Sounds like FUD.
The linked-to article goes to great lengths to tell you all the ways in which the attack might destroy your system's integrity & that there's "nothing you can do about it - infection is inevitable". It refuses to give any substantive means of protecting oneself, but ALSO claims that their AV product already protects against the attack. Any AV/Malware/Scumware agent that screams about a new attack, fails to say how to protect against it, and then claims that their own product is the "only way to be safe" smacks of FUD of the scummiest sort.
How does it get on the computer? In two parts: part one is a dropper that later downloads the malicious parts. Ok, but how does the dropper get on? What's the dropper called? What do we need to look for in order to find out if we're infected? What process' do we need to look for to see if it's running on our machine?
It bypasses UAC, EMIT, AV (except their own), and Windows' own security to create a second User Account with RDP privs. What's the Account name? How does it create the account if the SysOp has configured Windows to require something other than the default Admin password to create such accounts? What if the RDP function has been Disabled as a Service? Does the attack turn it back on? What if it needs a password in order to do that?
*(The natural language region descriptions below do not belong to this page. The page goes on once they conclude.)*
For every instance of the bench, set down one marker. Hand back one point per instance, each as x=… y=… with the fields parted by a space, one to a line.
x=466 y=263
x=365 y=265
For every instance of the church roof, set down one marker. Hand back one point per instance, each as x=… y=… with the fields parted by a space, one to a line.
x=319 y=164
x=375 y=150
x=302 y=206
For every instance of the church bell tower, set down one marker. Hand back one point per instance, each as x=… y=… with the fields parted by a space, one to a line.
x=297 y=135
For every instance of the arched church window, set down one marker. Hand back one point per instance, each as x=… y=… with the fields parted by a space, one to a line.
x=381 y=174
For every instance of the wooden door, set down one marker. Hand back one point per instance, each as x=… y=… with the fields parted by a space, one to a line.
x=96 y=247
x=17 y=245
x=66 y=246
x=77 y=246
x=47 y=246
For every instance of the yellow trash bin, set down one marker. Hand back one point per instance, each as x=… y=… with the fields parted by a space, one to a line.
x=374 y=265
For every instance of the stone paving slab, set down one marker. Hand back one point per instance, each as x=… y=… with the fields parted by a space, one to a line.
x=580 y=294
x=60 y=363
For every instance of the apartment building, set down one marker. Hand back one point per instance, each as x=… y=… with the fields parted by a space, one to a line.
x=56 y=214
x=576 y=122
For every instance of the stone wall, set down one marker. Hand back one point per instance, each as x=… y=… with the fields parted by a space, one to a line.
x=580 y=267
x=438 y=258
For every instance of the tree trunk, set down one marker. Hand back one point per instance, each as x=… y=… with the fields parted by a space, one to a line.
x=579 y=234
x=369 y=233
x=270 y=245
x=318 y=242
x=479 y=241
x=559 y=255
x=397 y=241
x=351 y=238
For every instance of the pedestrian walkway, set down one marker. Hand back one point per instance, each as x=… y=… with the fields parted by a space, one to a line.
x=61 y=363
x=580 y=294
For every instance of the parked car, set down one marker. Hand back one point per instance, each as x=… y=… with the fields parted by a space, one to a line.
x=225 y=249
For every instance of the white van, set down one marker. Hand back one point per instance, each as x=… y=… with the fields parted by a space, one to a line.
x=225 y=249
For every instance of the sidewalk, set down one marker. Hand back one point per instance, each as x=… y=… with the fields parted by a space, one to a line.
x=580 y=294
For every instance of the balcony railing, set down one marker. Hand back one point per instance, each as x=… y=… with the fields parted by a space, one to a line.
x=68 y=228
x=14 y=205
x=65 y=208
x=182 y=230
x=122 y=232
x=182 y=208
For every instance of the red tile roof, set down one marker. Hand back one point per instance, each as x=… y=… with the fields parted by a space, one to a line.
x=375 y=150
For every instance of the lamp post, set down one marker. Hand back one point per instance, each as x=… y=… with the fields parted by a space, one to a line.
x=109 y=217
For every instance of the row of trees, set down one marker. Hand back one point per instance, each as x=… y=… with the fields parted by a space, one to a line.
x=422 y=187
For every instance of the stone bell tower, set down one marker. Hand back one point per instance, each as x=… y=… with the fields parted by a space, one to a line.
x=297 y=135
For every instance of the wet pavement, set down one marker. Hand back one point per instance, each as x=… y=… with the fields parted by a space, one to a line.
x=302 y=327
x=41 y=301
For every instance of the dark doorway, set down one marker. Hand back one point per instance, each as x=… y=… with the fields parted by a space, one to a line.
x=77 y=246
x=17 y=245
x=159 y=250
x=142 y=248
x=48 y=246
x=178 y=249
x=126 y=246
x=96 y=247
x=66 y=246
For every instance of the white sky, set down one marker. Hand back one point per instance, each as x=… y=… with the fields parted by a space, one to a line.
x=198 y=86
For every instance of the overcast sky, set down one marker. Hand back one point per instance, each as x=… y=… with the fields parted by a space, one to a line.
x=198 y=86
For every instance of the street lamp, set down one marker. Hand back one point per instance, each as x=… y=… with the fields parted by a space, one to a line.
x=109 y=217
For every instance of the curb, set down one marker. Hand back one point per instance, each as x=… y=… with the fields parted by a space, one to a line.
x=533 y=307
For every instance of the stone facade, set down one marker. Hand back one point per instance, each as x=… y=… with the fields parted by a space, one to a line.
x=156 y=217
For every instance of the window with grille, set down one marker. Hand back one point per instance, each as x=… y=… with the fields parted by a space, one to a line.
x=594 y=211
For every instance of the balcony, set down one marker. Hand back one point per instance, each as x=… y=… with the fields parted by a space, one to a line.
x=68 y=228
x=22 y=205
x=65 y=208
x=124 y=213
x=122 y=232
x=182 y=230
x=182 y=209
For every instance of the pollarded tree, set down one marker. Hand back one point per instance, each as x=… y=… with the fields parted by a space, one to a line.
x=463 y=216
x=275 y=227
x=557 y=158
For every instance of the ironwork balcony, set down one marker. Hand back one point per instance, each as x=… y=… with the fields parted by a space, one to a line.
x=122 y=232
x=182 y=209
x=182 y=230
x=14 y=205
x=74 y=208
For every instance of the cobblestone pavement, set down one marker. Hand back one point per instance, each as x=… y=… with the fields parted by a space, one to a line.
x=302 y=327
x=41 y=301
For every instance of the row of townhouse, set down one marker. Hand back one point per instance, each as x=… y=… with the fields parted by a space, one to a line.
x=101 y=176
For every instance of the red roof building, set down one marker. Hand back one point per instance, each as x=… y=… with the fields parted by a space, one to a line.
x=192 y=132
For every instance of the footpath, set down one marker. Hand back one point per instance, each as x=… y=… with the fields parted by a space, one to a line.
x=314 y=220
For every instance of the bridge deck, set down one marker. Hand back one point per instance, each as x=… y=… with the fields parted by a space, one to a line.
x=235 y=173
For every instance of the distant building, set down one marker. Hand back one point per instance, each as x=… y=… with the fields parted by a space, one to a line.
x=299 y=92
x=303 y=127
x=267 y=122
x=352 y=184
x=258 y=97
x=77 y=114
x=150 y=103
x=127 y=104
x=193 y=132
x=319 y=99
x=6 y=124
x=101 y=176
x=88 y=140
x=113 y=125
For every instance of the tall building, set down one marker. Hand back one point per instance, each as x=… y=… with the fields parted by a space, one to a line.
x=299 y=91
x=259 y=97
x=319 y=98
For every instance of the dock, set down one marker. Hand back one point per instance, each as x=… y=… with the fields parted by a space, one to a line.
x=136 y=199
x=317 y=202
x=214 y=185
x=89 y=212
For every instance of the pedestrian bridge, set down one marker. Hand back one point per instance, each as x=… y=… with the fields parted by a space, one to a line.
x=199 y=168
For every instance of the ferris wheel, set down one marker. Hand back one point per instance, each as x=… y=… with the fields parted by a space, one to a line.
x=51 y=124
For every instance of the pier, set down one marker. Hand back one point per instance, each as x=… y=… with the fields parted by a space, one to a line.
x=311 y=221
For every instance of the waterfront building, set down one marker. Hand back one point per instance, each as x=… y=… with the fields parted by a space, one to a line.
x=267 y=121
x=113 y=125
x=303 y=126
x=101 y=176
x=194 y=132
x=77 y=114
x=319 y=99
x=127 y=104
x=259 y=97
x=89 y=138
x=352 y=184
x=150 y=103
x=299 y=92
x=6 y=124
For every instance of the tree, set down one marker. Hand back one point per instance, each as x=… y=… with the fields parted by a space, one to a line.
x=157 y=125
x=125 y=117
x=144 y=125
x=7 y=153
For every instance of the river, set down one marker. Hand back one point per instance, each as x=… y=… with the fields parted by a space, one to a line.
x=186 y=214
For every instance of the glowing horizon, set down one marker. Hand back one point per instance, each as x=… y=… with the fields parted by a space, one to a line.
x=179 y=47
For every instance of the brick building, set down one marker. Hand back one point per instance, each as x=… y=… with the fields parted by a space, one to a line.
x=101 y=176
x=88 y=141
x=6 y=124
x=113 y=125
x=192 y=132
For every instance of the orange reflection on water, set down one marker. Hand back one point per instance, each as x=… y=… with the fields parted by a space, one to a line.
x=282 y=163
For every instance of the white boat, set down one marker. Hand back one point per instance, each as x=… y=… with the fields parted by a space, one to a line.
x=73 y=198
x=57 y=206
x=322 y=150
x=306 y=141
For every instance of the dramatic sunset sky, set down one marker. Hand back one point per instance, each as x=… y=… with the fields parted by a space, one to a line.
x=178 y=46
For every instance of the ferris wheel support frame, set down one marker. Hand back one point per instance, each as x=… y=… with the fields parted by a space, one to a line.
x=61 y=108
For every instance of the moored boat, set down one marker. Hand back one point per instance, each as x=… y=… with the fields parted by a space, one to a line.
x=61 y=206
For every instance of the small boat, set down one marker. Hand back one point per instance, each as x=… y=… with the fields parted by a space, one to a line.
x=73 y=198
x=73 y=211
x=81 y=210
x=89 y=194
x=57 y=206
They tell you to look for unusual malicious traffic on your network as an indicator of the infection, but then fail to say what KIND of traffic. Are we talking specific protocols/ports to specific IP/URL's? Is this something that can be blocked via the Hosts file? By a properly configured router/firewall/nat layer?
The whole thing just smells of FUD. If I'm wrong then I'll admit it, but if I *am* then why haven't these guys given us any means by which to deflect the attack, mitigate it once it's infected, or how to clean it off if it has? Telling us that their AV product already protects us from it without telling us HOW makes me think "BULLSHIT!"